Narcissus 2.0

Ada satu pertanyaan yang kesannya trivial tetapi penting: jika Narcissus hidup di abad 21, di manakah ia akan bercermin? Dikatakan Narcissus bercermin bukan di depan kaca tetapi di permukaan air karena ia tengah berada di hutan, di pinggir danau.[1] Apa artinya itu? Kita dapat mengartikannya sebagai tindakan kesegara-geraan. Maksudnya, Narcissus ingin secepat mungkin dapat melihat refleksinya, sehingga tidak mungkin ia harus pulang dulu ke rumahnya kemudian bercermin; Narcissus ingin bercermin secara ‘realtime’. Maka jawaban spekulatif untuk pertanyaan sebelumnya adalah, Narcissus modern akan bercermin di media sosial.

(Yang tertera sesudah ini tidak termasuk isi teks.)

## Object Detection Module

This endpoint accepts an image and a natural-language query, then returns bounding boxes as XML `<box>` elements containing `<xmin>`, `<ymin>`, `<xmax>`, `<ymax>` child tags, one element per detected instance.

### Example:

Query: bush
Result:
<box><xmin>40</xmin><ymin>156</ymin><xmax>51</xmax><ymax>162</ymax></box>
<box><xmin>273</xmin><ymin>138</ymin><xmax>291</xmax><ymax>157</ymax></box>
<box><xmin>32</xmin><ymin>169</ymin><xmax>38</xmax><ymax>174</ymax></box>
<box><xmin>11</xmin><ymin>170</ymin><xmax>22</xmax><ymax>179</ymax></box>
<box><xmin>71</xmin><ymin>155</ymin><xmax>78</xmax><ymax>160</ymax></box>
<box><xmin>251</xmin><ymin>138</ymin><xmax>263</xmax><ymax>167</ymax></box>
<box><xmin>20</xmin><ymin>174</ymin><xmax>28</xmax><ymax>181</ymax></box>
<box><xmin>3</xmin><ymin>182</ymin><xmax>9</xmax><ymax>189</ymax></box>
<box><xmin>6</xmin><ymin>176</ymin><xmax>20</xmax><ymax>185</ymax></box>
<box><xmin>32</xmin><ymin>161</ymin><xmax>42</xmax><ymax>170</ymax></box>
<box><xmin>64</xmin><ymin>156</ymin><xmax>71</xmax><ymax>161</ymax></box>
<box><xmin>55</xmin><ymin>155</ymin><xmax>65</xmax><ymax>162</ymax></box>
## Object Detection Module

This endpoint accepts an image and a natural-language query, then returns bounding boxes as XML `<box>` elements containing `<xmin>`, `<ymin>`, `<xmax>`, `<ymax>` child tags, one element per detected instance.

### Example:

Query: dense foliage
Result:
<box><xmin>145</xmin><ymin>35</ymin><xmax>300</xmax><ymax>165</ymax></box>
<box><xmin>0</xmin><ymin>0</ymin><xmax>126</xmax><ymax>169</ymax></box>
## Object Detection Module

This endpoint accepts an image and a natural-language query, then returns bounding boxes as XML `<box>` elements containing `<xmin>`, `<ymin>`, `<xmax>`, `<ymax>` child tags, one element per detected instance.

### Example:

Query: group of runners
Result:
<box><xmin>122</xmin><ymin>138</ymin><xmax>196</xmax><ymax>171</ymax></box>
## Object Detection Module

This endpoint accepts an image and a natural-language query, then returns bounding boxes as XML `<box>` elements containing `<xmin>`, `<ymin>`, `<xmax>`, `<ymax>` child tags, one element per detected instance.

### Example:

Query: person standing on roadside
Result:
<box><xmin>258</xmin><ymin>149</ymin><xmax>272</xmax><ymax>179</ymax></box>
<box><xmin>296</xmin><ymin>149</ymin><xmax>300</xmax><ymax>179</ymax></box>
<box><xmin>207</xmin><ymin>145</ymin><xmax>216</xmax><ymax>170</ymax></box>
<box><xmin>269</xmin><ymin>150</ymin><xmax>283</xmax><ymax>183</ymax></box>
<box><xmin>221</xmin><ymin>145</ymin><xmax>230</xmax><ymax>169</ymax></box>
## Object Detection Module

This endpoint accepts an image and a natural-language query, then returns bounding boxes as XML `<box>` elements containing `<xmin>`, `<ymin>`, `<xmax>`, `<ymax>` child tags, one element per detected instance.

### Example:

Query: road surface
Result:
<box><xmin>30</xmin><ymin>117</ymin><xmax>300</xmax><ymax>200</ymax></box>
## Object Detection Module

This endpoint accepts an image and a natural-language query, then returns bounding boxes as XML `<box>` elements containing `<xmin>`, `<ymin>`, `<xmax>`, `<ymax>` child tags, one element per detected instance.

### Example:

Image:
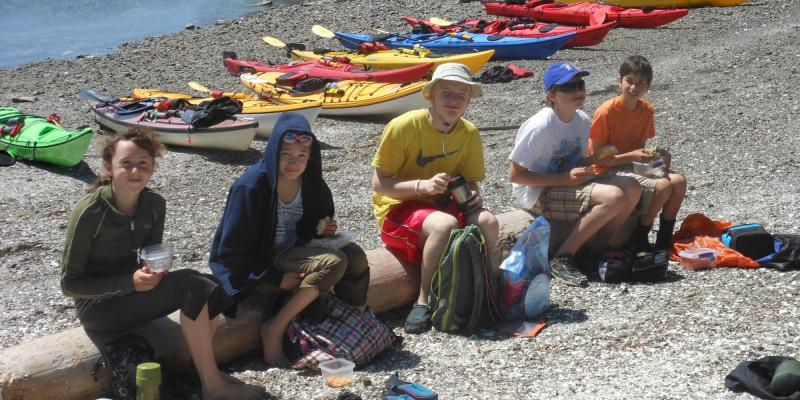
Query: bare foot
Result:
<box><xmin>204</xmin><ymin>380</ymin><xmax>266</xmax><ymax>400</ymax></box>
<box><xmin>222</xmin><ymin>372</ymin><xmax>245</xmax><ymax>385</ymax></box>
<box><xmin>259</xmin><ymin>321</ymin><xmax>290</xmax><ymax>368</ymax></box>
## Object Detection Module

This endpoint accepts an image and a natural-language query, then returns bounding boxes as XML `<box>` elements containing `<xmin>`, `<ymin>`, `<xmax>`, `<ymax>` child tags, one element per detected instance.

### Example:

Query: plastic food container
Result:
<box><xmin>678</xmin><ymin>248</ymin><xmax>717</xmax><ymax>270</ymax></box>
<box><xmin>632</xmin><ymin>159</ymin><xmax>665</xmax><ymax>177</ymax></box>
<box><xmin>319</xmin><ymin>358</ymin><xmax>354</xmax><ymax>388</ymax></box>
<box><xmin>140</xmin><ymin>243</ymin><xmax>176</xmax><ymax>272</ymax></box>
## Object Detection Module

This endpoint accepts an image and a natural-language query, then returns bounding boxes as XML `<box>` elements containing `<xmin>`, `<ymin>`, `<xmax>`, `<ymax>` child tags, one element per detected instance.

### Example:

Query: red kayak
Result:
<box><xmin>484</xmin><ymin>0</ymin><xmax>688</xmax><ymax>29</ymax></box>
<box><xmin>223</xmin><ymin>52</ymin><xmax>432</xmax><ymax>83</ymax></box>
<box><xmin>402</xmin><ymin>16</ymin><xmax>616</xmax><ymax>48</ymax></box>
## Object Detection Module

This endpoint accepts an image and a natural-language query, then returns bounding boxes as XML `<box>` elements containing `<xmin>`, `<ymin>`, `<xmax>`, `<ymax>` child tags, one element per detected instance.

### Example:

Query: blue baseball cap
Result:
<box><xmin>543</xmin><ymin>61</ymin><xmax>590</xmax><ymax>92</ymax></box>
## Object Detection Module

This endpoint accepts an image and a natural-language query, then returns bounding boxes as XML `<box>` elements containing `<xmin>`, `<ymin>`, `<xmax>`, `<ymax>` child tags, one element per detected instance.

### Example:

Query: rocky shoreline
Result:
<box><xmin>1</xmin><ymin>0</ymin><xmax>799</xmax><ymax>398</ymax></box>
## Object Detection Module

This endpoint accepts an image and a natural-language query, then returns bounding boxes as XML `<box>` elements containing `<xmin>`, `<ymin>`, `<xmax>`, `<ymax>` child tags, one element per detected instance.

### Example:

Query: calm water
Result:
<box><xmin>0</xmin><ymin>0</ymin><xmax>266</xmax><ymax>69</ymax></box>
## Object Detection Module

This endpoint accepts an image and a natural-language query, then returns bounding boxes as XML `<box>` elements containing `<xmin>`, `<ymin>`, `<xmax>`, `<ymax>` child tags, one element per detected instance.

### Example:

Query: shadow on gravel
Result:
<box><xmin>366</xmin><ymin>349</ymin><xmax>423</xmax><ymax>372</ymax></box>
<box><xmin>166</xmin><ymin>145</ymin><xmax>264</xmax><ymax>166</ymax></box>
<box><xmin>545</xmin><ymin>306</ymin><xmax>588</xmax><ymax>325</ymax></box>
<box><xmin>17</xmin><ymin>159</ymin><xmax>97</xmax><ymax>184</ymax></box>
<box><xmin>321</xmin><ymin>115</ymin><xmax>396</xmax><ymax>126</ymax></box>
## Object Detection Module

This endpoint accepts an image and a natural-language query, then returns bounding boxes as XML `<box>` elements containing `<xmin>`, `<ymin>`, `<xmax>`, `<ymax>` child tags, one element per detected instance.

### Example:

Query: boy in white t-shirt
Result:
<box><xmin>508</xmin><ymin>62</ymin><xmax>641</xmax><ymax>287</ymax></box>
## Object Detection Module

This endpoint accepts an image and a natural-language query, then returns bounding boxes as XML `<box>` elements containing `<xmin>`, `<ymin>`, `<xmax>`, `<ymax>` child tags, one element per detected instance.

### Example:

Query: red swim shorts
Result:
<box><xmin>380</xmin><ymin>199</ymin><xmax>466</xmax><ymax>264</ymax></box>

Media sosial seperti Facebook, Twitter dan lainnya harus diartikan lebih dari sarana berjejaring sosial saja, tetapi juga sebagai sarana untuk berperforma mereproduksi identitas. Ambil contoh fitur ‘Newsfeed’ dalam Facebook, fitur tersebut merupakan ruang performatif di mana identitas dapat direproduksi (Cote & Pybus, 2011). Identitas akan bertahan jika dan hanya jika seseorang aktif dalam ruang tersebut, katakanlah seperti meng-update status, mengganti gambar profil, membagi link artikel, menyukai dan mengomentari unggahan newsfeed dari pengguna (baca: teman) lain. Cote & Pybus[2] mengutip Judith Butler, menyebutkan performa tadi adalah cara individu untuk bertahan sebagai subjek sehingga dapat diberikan pengakuan (recognition) dari pihak lain. Sedangkan alasan identitas dalam sosial media sifatnya performatif karena newsfeed atau timeline (linimasa) di Twitter yang sifatnya realtime perlu dilihat sebagai arus atau ‘flow’. Nama ‘timeline’ saja sudah menggambarkan bahwa waktu dalam sosial media berpijak pada hukum yang sedikit banyak berbeda dengan waktu aktual. Timeline hanya akan bergerak jika ada ‘tweet’ dari akun yang seseorang ikuti. Artinya umur sebuah tweet atau sebuah feeds -yang sejatinya adalah performa reproduktif identitas- tidaklah panjang dan sangat rentan untuk ditimpa tweet atau feeds dari pengguna lain yang seseorag ikuti. Dan dalam pengertian itulah kita perlu melihat sosial media sebagai flow. Sebagai konsekuensinya, jika seseorang tidak aktif berperforma di linimasa atau di newsfeed, ia akan tersisih dari ruang tersebut dan alhasil identitasnya sebagai subjek (facebookers atau seleb tweet) menghilang pula. Jadi, ke-realtime-an media sosial menjadikannya sebagai cemin-berjalan bagi para pengguna. Sehingga pengguna dapat dengan mudah  berkaca ‘siapa aku’ atau ‘seperti apa aku’, sekaligus berperforma mengonstruksi, mempertahankan dan memodifikasinya kapanpun dan di manapun.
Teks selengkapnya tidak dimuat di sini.